Der Arbeitsdienst verstößt gegen das Grundgesetz, Artikel 12
(3): ‚Zwangsarbeit ist nur bei einer gerichtlich angeordneten Freiheitsentziehung zulässig. ’ Und gegen den Entwurf der EU-Verfassung Artikel II-65 (2): ‚Niemand darf gezwungen werden, Zwangs- oder Pflichtarbeit zu verrichten. ’ Dieses Thema ist in der Union nicht neu und kursiert schon seit 2006 in manchen Köpfen, es zeigt, in welche Richtung manche Unions-Politiker denken.”

 

Selbst das BAMS schreibt dazu:

Im Unterschied zum dänischen Vorhaben, ist es nicht Ziel dieser Maßnahmen, für die erhaltenen Leistungen eine Gegenleistung zu erbringen bzw. sich gesellschaftlich einzubringen. Ziel dieser Maßnahmen ist es vielmehr, die individuelle Chance auf eine Eingliederung in den regulären Arbeitsmarkt zu verbessern.
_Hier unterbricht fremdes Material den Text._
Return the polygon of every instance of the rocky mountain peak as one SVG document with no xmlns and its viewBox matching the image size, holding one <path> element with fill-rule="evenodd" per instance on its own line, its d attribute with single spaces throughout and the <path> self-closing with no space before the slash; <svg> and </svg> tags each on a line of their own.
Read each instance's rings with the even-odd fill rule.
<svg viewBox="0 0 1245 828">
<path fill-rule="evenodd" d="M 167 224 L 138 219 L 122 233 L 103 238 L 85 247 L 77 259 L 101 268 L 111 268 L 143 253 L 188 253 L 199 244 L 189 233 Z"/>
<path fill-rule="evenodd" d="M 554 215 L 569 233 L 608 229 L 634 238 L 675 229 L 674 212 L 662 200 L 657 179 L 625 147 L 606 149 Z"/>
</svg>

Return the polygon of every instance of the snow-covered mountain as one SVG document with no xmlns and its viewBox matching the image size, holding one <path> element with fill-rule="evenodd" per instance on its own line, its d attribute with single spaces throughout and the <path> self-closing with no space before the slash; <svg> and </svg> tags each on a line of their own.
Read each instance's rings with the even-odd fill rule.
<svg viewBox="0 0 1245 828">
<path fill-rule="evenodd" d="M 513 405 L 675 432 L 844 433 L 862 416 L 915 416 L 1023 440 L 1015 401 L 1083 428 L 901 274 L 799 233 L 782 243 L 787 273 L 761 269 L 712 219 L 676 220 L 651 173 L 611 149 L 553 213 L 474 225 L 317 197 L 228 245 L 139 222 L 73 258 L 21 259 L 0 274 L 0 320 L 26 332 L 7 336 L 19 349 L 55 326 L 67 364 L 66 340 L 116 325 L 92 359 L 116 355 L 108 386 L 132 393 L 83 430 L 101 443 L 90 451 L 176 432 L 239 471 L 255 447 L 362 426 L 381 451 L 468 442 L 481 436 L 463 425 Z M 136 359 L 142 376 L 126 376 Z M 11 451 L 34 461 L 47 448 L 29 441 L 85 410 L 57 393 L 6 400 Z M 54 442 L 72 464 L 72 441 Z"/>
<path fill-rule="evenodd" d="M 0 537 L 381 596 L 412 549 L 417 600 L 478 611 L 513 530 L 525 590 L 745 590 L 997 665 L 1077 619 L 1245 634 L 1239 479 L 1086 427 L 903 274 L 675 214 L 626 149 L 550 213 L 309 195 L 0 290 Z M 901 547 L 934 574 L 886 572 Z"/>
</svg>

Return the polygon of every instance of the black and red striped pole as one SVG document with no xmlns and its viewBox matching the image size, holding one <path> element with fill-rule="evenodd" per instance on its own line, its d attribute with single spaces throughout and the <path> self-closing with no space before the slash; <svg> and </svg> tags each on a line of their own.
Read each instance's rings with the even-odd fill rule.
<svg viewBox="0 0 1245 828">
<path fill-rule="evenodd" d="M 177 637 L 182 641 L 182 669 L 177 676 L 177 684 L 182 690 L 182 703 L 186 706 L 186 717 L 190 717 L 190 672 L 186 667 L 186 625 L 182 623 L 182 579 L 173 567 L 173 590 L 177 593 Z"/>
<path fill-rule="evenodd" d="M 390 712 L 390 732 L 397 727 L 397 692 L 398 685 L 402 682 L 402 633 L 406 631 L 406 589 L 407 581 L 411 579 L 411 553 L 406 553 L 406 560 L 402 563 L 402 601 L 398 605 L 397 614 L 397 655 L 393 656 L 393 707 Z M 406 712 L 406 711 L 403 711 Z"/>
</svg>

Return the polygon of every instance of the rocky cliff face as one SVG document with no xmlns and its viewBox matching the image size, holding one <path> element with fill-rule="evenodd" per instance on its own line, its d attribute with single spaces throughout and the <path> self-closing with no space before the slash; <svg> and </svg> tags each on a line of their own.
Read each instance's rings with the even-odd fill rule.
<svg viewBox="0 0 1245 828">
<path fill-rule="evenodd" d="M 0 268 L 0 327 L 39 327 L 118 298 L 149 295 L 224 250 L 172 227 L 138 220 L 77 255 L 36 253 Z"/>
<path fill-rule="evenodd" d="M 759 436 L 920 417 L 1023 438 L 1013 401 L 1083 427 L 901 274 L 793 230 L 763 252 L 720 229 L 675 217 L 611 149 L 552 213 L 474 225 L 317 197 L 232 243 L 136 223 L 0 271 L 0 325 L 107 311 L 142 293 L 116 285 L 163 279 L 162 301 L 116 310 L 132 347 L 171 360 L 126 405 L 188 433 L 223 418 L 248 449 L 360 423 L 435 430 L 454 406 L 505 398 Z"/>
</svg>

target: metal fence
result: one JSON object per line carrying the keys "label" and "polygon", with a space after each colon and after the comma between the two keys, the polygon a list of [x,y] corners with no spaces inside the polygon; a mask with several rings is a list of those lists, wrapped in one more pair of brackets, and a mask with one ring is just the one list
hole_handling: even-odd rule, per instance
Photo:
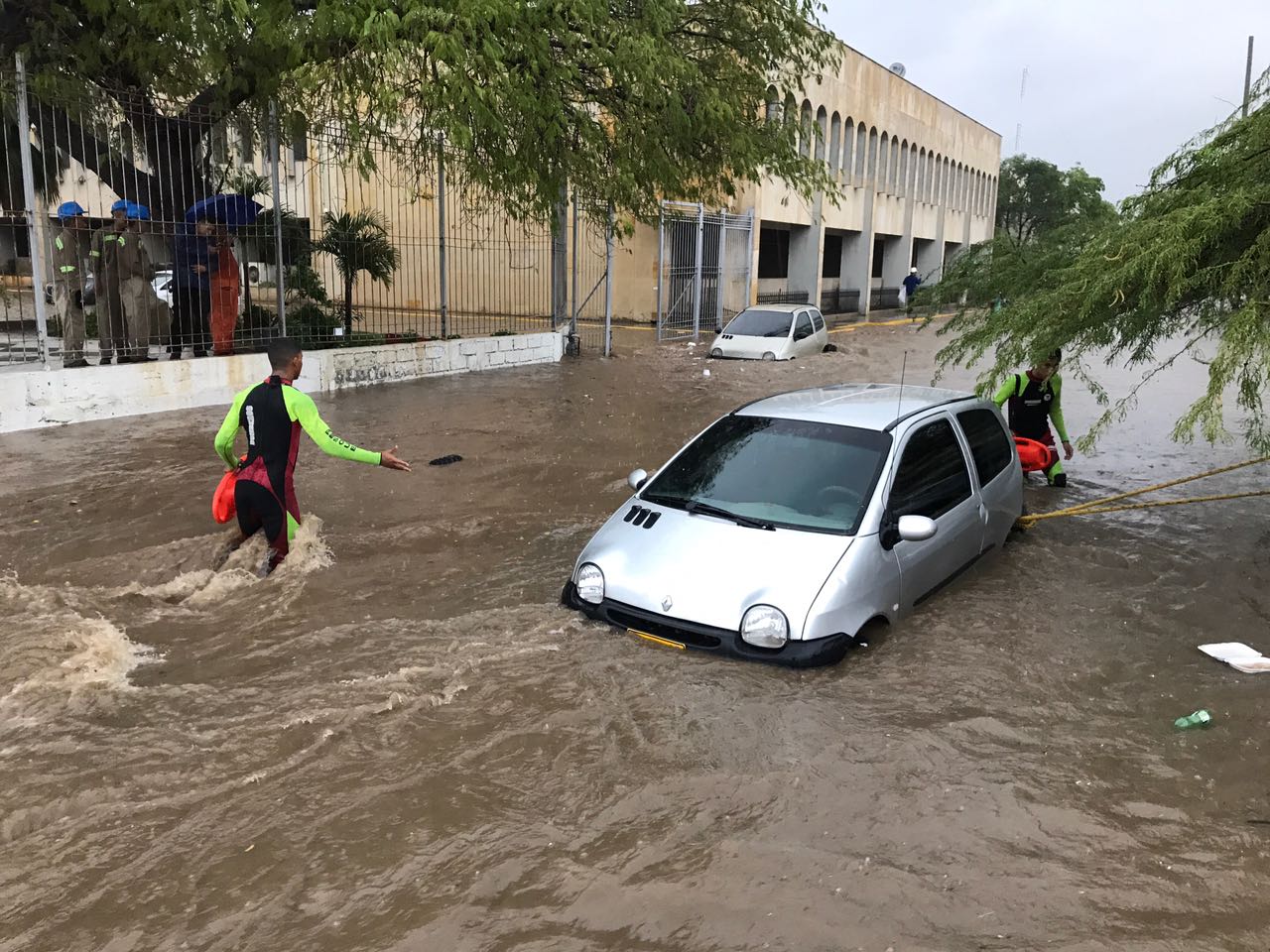
{"label": "metal fence", "polygon": [[420,162],[276,108],[41,99],[20,63],[0,107],[0,363],[549,329],[608,353],[607,208],[574,199],[554,231],[505,215],[442,142]]}
{"label": "metal fence", "polygon": [[723,330],[749,305],[753,212],[663,202],[658,226],[658,340]]}

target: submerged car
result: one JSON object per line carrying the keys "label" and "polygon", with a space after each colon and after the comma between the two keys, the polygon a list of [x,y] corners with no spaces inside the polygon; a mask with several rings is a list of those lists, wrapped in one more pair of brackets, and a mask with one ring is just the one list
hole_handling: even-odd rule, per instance
{"label": "submerged car", "polygon": [[809,305],[758,305],[733,317],[710,345],[711,357],[792,360],[824,350],[824,316]]}
{"label": "submerged car", "polygon": [[833,664],[1002,546],[1022,512],[989,401],[843,385],[711,424],[587,543],[563,600],[676,649]]}

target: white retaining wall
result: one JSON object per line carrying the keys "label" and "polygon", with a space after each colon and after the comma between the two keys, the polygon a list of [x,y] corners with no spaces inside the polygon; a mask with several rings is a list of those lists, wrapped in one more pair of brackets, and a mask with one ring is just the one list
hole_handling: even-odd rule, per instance
{"label": "white retaining wall", "polygon": [[[556,333],[504,338],[306,350],[296,386],[309,393],[372,383],[555,363]],[[0,373],[0,433],[116,416],[227,405],[269,374],[264,354],[204,357],[74,371],[22,368]]]}

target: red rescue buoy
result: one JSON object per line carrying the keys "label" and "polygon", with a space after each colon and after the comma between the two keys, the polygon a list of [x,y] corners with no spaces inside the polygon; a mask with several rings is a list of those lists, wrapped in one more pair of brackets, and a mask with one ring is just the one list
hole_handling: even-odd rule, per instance
{"label": "red rescue buoy", "polygon": [[[244,456],[243,459],[246,459]],[[218,523],[227,523],[237,515],[237,505],[234,503],[234,487],[237,486],[237,470],[230,470],[221,476],[216,493],[212,494],[212,518]]]}
{"label": "red rescue buoy", "polygon": [[1024,472],[1045,472],[1058,462],[1058,451],[1035,439],[1015,437],[1015,448]]}

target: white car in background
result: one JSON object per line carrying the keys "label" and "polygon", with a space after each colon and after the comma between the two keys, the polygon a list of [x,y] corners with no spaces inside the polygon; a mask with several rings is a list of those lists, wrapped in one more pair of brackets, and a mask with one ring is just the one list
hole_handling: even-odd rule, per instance
{"label": "white car in background", "polygon": [[710,345],[711,357],[792,360],[819,354],[829,343],[824,316],[810,305],[757,305],[729,321]]}

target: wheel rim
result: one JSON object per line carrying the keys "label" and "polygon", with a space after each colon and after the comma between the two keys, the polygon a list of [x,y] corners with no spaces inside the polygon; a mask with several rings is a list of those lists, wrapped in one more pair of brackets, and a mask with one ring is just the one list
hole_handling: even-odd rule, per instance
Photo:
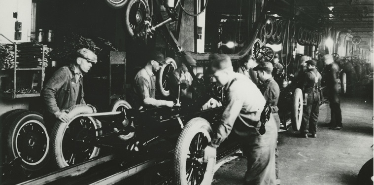
{"label": "wheel rim", "polygon": [[73,119],[67,127],[62,140],[65,161],[72,165],[91,158],[98,148],[89,145],[87,139],[98,135],[95,121],[91,117]]}
{"label": "wheel rim", "polygon": [[44,125],[36,120],[31,120],[24,123],[17,133],[16,152],[25,163],[36,165],[47,156],[49,143]]}
{"label": "wheel rim", "polygon": [[186,175],[188,185],[200,185],[203,182],[207,163],[203,162],[204,149],[208,144],[203,132],[198,133],[191,141],[186,160]]}
{"label": "wheel rim", "polygon": [[144,26],[147,15],[146,5],[142,0],[136,0],[131,4],[129,14],[129,24],[131,29],[136,30]]}
{"label": "wheel rim", "polygon": [[168,91],[170,89],[169,84],[168,83],[168,79],[169,79],[169,76],[171,72],[174,71],[175,69],[173,65],[170,63],[166,65],[165,67],[165,70],[164,71],[164,73],[162,74],[162,87],[166,91]]}

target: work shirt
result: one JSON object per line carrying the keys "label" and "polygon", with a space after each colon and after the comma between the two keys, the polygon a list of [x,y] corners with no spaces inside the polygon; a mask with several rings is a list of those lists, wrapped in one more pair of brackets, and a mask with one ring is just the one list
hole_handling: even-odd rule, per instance
{"label": "work shirt", "polygon": [[278,112],[278,107],[276,105],[278,104],[280,90],[279,85],[274,78],[271,77],[267,79],[259,87],[261,93],[264,95],[266,102],[271,107],[272,112]]}
{"label": "work shirt", "polygon": [[218,147],[232,129],[239,136],[260,135],[259,121],[265,99],[248,77],[238,73],[233,75],[225,86],[228,105],[220,121],[213,125],[214,131],[209,144],[213,148]]}
{"label": "work shirt", "polygon": [[326,89],[328,90],[328,98],[330,102],[340,103],[338,96],[339,87],[338,79],[339,67],[335,62],[326,65],[325,67],[326,74]]}
{"label": "work shirt", "polygon": [[281,64],[279,64],[279,62],[277,62],[275,64],[274,64],[274,67],[275,67],[278,70],[279,70],[279,73],[281,73],[283,71],[283,66]]}
{"label": "work shirt", "polygon": [[158,100],[156,97],[156,76],[151,70],[142,68],[136,74],[133,89],[134,96],[134,107],[159,107],[166,105],[166,101]]}
{"label": "work shirt", "polygon": [[83,75],[77,71],[73,65],[63,67],[45,84],[41,94],[46,115],[75,105],[86,104],[83,99]]}
{"label": "work shirt", "polygon": [[192,98],[194,88],[192,86],[193,78],[188,70],[183,69],[181,66],[172,72],[172,75],[170,76],[169,80],[170,83],[171,94],[175,97],[178,97],[179,84],[183,83],[186,84],[186,88],[181,86],[180,96],[190,99]]}
{"label": "work shirt", "polygon": [[[302,90],[304,93],[311,93],[313,87],[317,90],[321,88],[322,76],[316,69],[314,68],[306,73],[304,77],[304,83],[302,88]],[[318,79],[316,79],[316,77]]]}

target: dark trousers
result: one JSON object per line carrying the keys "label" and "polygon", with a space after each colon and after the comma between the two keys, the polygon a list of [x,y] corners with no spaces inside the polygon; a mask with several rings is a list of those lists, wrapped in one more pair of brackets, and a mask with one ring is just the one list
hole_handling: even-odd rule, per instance
{"label": "dark trousers", "polygon": [[317,90],[313,89],[308,94],[306,105],[303,110],[303,121],[300,132],[315,134],[317,132],[317,123],[319,114],[319,93]]}
{"label": "dark trousers", "polygon": [[343,127],[341,123],[341,110],[340,109],[340,102],[330,103],[330,108],[331,109],[331,121],[330,126]]}

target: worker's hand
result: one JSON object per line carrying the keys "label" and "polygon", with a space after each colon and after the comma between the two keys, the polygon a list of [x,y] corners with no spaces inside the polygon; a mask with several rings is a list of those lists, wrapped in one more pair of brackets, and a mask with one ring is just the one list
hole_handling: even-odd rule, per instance
{"label": "worker's hand", "polygon": [[62,122],[67,123],[69,121],[69,117],[66,110],[61,110],[55,113],[55,116],[57,119]]}
{"label": "worker's hand", "polygon": [[167,101],[166,106],[170,108],[172,108],[174,106],[174,102],[171,101]]}
{"label": "worker's hand", "polygon": [[206,146],[204,149],[204,162],[208,162],[208,160],[211,158],[215,158],[217,155],[217,149],[209,146]]}

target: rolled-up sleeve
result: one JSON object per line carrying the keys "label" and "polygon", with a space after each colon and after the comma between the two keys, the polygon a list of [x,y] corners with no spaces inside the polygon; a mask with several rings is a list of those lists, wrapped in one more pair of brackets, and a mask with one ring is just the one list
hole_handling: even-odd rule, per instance
{"label": "rolled-up sleeve", "polygon": [[145,78],[142,77],[139,77],[136,81],[136,84],[137,92],[140,94],[139,95],[139,96],[142,98],[144,105],[155,107],[166,105],[166,101],[158,100],[150,97],[149,84]]}
{"label": "rolled-up sleeve", "polygon": [[243,96],[245,95],[240,91],[239,83],[231,85],[228,95],[228,104],[219,122],[213,127],[213,136],[209,144],[211,147],[218,148],[231,132],[235,120],[243,107]]}

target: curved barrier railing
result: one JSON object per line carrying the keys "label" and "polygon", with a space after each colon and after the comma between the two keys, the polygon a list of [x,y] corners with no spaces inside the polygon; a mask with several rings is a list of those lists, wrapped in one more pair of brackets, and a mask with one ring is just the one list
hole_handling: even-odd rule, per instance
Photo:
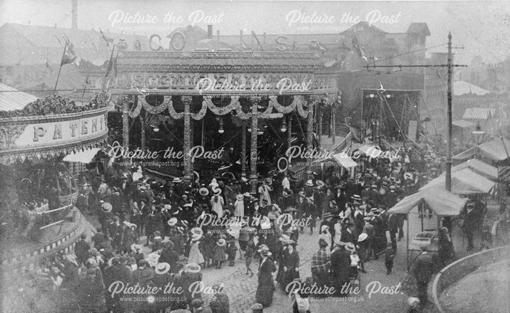
{"label": "curved barrier railing", "polygon": [[442,307],[439,301],[441,294],[447,288],[480,267],[507,260],[509,257],[510,246],[499,247],[465,257],[441,270],[436,276],[432,286],[434,304],[439,312],[450,313]]}

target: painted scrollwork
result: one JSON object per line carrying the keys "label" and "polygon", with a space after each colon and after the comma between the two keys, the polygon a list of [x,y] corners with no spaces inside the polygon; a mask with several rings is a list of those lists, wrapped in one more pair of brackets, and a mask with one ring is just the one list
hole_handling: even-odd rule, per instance
{"label": "painted scrollwork", "polygon": [[159,114],[166,110],[169,106],[172,105],[172,100],[169,100],[166,102],[163,101],[163,103],[159,105],[151,105],[147,102],[145,97],[139,97],[138,101],[141,104],[143,108],[150,114]]}

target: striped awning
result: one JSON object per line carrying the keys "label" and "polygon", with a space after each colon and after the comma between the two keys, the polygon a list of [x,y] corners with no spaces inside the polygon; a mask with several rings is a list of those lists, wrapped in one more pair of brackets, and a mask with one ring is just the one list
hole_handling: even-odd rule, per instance
{"label": "striped awning", "polygon": [[92,162],[96,155],[100,151],[101,151],[101,148],[93,148],[91,149],[80,151],[76,153],[70,153],[65,156],[62,161],[88,164]]}

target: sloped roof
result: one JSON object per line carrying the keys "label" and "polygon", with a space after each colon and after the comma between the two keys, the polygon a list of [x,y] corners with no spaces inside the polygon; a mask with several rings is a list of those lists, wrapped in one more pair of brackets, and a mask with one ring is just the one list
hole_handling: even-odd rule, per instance
{"label": "sloped roof", "polygon": [[[33,64],[35,61],[44,64],[45,60],[50,63],[60,63],[65,43],[64,38],[66,36],[72,43],[82,59],[90,62],[110,59],[111,50],[107,47],[98,30],[84,31],[13,23],[6,23],[0,29],[2,31],[0,33],[3,35],[0,42],[3,46],[11,47],[12,50],[16,50],[14,54],[9,53],[9,51],[7,54],[2,53],[4,55],[1,62],[4,64]],[[104,30],[103,33],[107,37],[114,39],[110,46],[117,44],[119,39],[124,39],[129,45],[128,49],[132,50],[135,41],[139,40],[142,51],[149,49],[148,39],[146,36],[110,33]],[[15,49],[16,47],[30,45],[29,43],[37,47],[36,50],[18,51]],[[9,49],[11,50],[10,48]],[[34,58],[34,55],[36,58]]]}
{"label": "sloped roof", "polygon": [[416,206],[425,203],[438,215],[456,216],[460,214],[467,201],[444,189],[431,188],[405,197],[388,212],[406,214]]}
{"label": "sloped roof", "polygon": [[467,81],[457,81],[453,82],[453,95],[460,96],[466,94],[474,94],[478,96],[483,96],[491,92],[478,87]]}
{"label": "sloped roof", "polygon": [[455,126],[458,126],[461,128],[469,128],[474,127],[476,125],[472,122],[469,122],[465,120],[457,120],[452,122],[452,124]]}
{"label": "sloped roof", "polygon": [[426,23],[411,23],[406,33],[421,34],[425,36],[430,36],[430,31]]}
{"label": "sloped roof", "polygon": [[[445,176],[441,175],[429,182],[420,188],[420,190],[444,186],[445,179]],[[469,168],[452,171],[451,173],[451,192],[455,194],[487,193],[491,191],[495,185],[495,182]]]}
{"label": "sloped roof", "polygon": [[466,109],[462,118],[465,120],[487,120],[492,117],[494,109],[486,107],[471,107]]}
{"label": "sloped roof", "polygon": [[0,111],[22,110],[36,100],[37,97],[33,95],[0,83]]}

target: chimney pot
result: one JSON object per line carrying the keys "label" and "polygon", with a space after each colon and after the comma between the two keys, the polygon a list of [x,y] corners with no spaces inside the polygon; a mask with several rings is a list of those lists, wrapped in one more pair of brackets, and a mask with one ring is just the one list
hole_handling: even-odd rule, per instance
{"label": "chimney pot", "polygon": [[207,38],[209,39],[211,39],[213,38],[213,25],[207,25]]}

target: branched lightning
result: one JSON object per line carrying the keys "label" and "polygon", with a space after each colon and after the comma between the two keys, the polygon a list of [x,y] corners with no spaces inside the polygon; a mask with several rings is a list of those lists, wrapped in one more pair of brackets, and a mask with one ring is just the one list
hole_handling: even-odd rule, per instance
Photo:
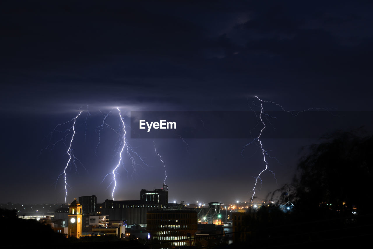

Systemtisch betrachtet besteht in Deutschland die geforderte Gegenleistung gegenüber dem Steuerzahler somit nicht darin, gemeinnützig tätig zu werden, sondern darin, aktiv an Maßnahmen der eigenen Eingliederung mitzuwirken.

Marcel D. Nowitzki Mitglied im Sprecherinnenrat der LAG Weg mit Hartz-IV-NRW sagt dazu:

Dieser Vorschlag zeigt deutlich, dass die Union nicht die Arbeitslosigkeit bekämpfen will, sondern die Transferleistungsbezieher: innen. Von solchen barbarischen Vorstößen gegen die Menschenwürde sollten sich die christlich demokratische Union schleunigst distanzieren. Es werde suggeriert, dass Transferleistungsbezieher: innen an ihrem Schicksal selbst schuld seien und “deshalb gleichsam als Buße – verpflichtet werden sollen. Von daher steht unsere Forderung nach Abschaffung von Hartz IV und einer Einführung einer sanktionsfreien Mindestsicherung von 1200€ netto fest.